Stay up to date with notifications from The Independent

Notifications can be managed in browser preferences.

Inside Westminster

Rishi Sunak has discovered how difficult it is to distance himself from Boris Johnson

The chancellor’s furlough U-turn has handed ammunition to his enemies, writes Andrew Grice

Friday 06 November 2020 17:30 GMT
Comments
The chancellor has been the cabinet’s one success story in this crisis. But his image is becoming less shiny, before Santa Sunak turns into Scrooge and raises taxes
The chancellor has been the cabinet’s one success story in this crisis. But his image is becoming less shiny, before Santa Sunak turns into Scrooge and raises taxes (PA)

It would, Rishi Sunak said, be “fundamentally wrong to hold people in jobs that exist only in the furlough”. That was on 24 September.
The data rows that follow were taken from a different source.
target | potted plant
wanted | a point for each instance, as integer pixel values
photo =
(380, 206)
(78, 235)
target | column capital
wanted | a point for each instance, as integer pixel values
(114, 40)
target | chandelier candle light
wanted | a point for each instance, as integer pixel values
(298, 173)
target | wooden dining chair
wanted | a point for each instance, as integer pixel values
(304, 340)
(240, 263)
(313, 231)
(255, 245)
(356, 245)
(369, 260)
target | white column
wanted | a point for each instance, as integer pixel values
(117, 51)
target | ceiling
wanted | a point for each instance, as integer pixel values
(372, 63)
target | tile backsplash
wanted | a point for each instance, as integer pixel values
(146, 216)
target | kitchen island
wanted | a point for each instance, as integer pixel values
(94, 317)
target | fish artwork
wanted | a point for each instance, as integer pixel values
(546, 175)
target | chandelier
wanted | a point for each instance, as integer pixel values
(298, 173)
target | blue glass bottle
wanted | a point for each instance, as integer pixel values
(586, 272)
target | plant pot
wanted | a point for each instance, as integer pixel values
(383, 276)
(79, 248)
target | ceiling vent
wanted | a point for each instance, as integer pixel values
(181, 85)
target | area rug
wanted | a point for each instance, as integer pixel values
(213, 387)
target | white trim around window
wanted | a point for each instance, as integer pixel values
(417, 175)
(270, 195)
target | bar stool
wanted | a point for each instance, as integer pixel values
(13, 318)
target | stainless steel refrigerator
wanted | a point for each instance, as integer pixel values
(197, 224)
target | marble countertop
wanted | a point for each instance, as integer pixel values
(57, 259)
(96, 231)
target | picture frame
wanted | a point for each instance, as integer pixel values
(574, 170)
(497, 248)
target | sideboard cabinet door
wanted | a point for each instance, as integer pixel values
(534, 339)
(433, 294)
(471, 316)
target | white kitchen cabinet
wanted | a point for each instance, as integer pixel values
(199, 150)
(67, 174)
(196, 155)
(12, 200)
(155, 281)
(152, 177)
Six weeks on, the chancellor has performed a spectacular U-turn by extending his furlough scheme until March at an estimated cost of £6.2bn a month.

He has torn up his previous pledge to preserve only “viable” jobs. Some 400,000 furloughed jobs might disappear next spring. His decision is right, but it is very late in the day. Opposition parties, the CBI and TUC have been calling for it for months.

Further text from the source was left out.